Last Updated: September 30, 2022

Summary Recommendations
Summary Recommendations

Influenza Vaccination

  • People with acute COVID-19 should receive an inactivated influenza vaccine (BIII).
    • Clinicians should consider deferring influenza vaccination for symptomatic patients with COVID-19 until these patients are no longer moderately or severely ill and have completed their COVID-19 isolation period.
    • Clinicians should advise people with asymptomatic SARS-CoV-2 infection or mild COVID-19 symptoms to seek influenza vaccination when they no longer require isolation. They can be vaccinated sooner if they are in a health care setting for other reasons.
  • An influenza vaccine and a COVID-19 vaccine may be administered concurrently at different injection sites. See the recommendations from the Centers for Disease Control and Prevention (CDC) and the Advisory Committee on Immunization Practices for more information.

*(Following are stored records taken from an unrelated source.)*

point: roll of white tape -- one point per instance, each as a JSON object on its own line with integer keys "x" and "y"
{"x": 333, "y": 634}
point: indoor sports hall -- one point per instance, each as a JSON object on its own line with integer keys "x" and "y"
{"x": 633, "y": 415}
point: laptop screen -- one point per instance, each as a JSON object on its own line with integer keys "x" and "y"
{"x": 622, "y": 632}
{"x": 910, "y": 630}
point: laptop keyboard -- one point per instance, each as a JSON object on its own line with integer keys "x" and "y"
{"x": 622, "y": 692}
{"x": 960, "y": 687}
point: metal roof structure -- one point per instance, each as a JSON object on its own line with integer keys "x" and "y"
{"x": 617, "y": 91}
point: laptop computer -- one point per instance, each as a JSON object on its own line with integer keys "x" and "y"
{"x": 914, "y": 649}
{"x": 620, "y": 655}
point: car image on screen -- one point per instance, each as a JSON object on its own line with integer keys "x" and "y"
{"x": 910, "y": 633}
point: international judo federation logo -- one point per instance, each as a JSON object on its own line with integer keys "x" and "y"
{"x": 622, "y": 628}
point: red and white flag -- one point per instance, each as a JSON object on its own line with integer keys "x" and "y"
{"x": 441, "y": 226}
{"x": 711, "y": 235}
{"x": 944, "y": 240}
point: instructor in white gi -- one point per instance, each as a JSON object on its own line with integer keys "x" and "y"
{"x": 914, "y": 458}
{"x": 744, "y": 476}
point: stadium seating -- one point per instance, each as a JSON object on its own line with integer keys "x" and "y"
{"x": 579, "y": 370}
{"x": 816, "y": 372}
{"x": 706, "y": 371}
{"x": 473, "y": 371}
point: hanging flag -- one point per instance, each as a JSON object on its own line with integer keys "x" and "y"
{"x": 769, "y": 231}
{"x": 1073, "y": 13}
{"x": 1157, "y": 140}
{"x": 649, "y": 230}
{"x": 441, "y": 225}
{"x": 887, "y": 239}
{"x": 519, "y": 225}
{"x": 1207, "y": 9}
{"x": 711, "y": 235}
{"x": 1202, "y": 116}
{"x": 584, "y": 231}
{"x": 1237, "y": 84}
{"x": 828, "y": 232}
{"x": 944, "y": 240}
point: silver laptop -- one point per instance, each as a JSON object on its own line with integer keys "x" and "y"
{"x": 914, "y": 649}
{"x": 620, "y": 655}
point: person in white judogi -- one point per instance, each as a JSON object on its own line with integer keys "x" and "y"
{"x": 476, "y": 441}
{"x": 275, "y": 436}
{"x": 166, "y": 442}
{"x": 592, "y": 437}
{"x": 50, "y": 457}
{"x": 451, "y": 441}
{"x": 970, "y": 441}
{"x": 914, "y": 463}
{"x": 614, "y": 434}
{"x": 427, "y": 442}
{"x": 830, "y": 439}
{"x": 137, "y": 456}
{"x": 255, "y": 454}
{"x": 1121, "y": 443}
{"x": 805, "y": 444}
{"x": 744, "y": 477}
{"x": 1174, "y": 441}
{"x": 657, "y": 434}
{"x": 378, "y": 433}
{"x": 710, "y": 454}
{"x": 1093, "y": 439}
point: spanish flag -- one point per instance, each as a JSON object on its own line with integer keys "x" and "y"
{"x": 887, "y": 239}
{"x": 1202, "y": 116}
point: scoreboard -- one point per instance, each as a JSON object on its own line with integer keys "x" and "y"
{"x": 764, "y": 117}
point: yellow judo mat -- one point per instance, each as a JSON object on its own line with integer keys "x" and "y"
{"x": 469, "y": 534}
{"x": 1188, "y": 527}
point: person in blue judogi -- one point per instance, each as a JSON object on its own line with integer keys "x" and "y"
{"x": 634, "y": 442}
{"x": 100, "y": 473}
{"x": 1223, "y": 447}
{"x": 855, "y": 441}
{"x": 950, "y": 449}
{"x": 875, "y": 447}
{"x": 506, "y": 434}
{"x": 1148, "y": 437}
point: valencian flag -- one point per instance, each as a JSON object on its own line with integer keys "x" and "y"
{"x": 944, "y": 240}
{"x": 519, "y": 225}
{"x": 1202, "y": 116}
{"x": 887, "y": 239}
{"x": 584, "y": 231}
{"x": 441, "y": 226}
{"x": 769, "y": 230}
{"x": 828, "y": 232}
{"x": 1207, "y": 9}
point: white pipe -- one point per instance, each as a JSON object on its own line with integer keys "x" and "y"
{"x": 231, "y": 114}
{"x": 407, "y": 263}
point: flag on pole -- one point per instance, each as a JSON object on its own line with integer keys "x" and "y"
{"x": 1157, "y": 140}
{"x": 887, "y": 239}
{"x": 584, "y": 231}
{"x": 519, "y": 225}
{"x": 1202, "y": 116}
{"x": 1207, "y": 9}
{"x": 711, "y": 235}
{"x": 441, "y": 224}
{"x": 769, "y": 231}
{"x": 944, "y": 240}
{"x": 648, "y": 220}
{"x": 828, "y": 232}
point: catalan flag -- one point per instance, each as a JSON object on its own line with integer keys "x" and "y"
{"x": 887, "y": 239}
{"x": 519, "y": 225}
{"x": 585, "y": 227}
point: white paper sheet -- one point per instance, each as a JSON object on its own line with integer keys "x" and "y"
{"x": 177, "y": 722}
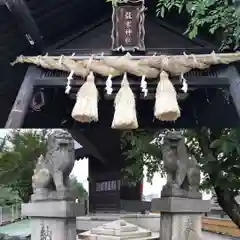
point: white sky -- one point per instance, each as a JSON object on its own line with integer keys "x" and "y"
{"x": 80, "y": 170}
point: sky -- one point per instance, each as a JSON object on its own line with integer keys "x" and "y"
{"x": 80, "y": 170}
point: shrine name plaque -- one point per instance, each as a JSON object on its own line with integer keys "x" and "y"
{"x": 128, "y": 28}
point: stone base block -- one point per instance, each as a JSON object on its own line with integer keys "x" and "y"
{"x": 53, "y": 220}
{"x": 180, "y": 226}
{"x": 53, "y": 228}
{"x": 180, "y": 205}
{"x": 56, "y": 209}
{"x": 46, "y": 195}
{"x": 176, "y": 192}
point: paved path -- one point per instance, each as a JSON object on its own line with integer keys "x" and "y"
{"x": 22, "y": 228}
{"x": 212, "y": 236}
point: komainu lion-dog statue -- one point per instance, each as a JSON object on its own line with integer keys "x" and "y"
{"x": 51, "y": 175}
{"x": 183, "y": 172}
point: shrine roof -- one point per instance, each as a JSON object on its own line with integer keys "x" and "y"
{"x": 64, "y": 26}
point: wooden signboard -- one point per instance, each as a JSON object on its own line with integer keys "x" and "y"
{"x": 128, "y": 26}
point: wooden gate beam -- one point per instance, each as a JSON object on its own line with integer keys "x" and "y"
{"x": 233, "y": 75}
{"x": 20, "y": 106}
{"x": 89, "y": 147}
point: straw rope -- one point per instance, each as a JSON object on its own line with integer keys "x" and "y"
{"x": 147, "y": 66}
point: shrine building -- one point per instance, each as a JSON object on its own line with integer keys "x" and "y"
{"x": 34, "y": 96}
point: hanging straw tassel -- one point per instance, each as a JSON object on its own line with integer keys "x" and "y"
{"x": 86, "y": 106}
{"x": 166, "y": 105}
{"x": 125, "y": 116}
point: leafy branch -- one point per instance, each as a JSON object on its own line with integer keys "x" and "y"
{"x": 218, "y": 16}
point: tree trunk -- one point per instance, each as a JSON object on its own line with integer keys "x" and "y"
{"x": 228, "y": 204}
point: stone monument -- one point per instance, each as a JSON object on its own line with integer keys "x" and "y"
{"x": 181, "y": 203}
{"x": 52, "y": 208}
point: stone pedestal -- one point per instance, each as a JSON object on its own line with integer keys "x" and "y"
{"x": 53, "y": 220}
{"x": 119, "y": 230}
{"x": 181, "y": 218}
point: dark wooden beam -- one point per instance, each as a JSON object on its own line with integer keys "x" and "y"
{"x": 20, "y": 106}
{"x": 26, "y": 23}
{"x": 198, "y": 82}
{"x": 89, "y": 147}
{"x": 234, "y": 80}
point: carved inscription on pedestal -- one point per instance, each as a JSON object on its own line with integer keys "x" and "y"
{"x": 45, "y": 233}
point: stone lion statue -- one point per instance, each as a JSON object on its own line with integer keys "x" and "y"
{"x": 182, "y": 170}
{"x": 52, "y": 171}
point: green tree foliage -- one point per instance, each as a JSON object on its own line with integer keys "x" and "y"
{"x": 221, "y": 17}
{"x": 216, "y": 150}
{"x": 77, "y": 188}
{"x": 19, "y": 152}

Diagnosis of Influenza and COVID-19 When Influenza Viruses and SARS-CoV-2 Are Cocirculating

  • Only testing can distinguish between SARS-CoV-2 and influenza virus infections and identify SARS-CoV-2 and influenza virus coinfection.
  • The COVID-19 Treatment Guidelines Panel (the Panel) recommends influenza testing in addition to SARS-CoV-2 testing in outpatients with acute respiratory illness if the results will change the clinical management strategy for the patient (e.g., administering antiviral treatment for influenza) (BIII).
  • The Panel recommends testing for both viruses in all hospitalized patients with acute respiratory illness (AIII).
  • Clinicians should consider testing patients for other pathogens based on the specific clinical circumstances. Additional testing for bacterial pathogens is important for patients with influenza and clinical signs that suggest bacterial superinfections, especially for patients who are immunocompromised or intubated.
  • See the CDC webpage Information for Clinicians on Influenza Virus Testing and the Infectious Diseases Society of America (IDSA) clinical practice guidelines for more information.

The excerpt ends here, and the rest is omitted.